One of the banks that is almost certain to drop off the updated list is Dexia SA (DEXB), the Franco-Belgian lender that is being broken up after losing access to unsecured funding, said Karel Lannoo, chief executive officer of the Centre for European Policy Studies in Brussels.
“There might be two or three others” in a similar situation, he said. Still, “total balance sheets remain enormous” at the very largest banks, Lannoo said.
The Basel Committee on Banking Supervision prepared a draft update of the list at a meeting last month in Istanbul, according to the people. Its proposals will now be weighed by the FSB at its Tokyo meeting, which takes place on Oct. 10 and Oct. 11.
The possible slimming down of the list is a result of restructuring at some lenders in return for public bailouts, and shifts in banks’ strategies, the people said.
They declined to say which banks might be removed, as the plans still need to be reviewed. The updated list will be sent for endorsement to finance ministers and central bank chiefs from the Group of 20 nations, who are scheduled to meet next month.
The FSB said last year that regulators would update the list on an annual basis, with each revision to be published in November. The first version that will determine which banks face a surcharge will be the one published in 2014.
The FSB will also assess nations’ progress in regulating over-the-counter derivatives and discuss rules for shadow banks at the Tokyo meeting, said the people.
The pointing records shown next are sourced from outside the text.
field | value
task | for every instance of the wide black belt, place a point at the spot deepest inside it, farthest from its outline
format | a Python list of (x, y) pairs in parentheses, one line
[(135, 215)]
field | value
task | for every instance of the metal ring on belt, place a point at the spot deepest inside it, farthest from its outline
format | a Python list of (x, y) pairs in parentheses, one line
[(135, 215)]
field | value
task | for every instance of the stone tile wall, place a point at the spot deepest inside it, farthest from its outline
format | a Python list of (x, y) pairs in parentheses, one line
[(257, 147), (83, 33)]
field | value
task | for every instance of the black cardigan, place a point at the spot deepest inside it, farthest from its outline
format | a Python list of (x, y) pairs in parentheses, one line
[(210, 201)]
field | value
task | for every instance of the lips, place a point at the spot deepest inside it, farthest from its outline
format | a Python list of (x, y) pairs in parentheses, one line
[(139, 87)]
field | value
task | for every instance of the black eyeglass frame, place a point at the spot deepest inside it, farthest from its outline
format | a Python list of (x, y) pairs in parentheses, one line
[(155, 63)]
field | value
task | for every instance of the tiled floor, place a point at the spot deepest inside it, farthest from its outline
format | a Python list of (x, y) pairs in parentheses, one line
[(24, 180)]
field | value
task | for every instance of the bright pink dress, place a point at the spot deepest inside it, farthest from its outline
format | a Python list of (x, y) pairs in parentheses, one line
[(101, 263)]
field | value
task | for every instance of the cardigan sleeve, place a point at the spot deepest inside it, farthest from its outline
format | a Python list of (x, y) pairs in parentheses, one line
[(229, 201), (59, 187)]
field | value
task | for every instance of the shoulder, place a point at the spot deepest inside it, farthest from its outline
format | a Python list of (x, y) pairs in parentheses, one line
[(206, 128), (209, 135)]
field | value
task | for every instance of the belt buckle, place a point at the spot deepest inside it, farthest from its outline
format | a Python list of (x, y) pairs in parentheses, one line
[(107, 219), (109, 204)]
The FSB brings together central bankers, regulators and government officials from G-20 nations to coordinate financial rulemaking.
The capital surcharges for systemic banks come on top of agreements by the Basel committee to more than triple the core reserves that lenders have to hold against possible losses. These so-called Basel III rules are intended to apply to all internationally active banks, and are scheduled to fully apply from 2019.
Large international lenders would have faced a 374.1 billion euro shortfall ($486.6 billion) in the capital needed to meet Basel III had it been in force at the end of 2011, according to data published by the Basel group last month. The figure factors in the surcharges for globally systemic banks.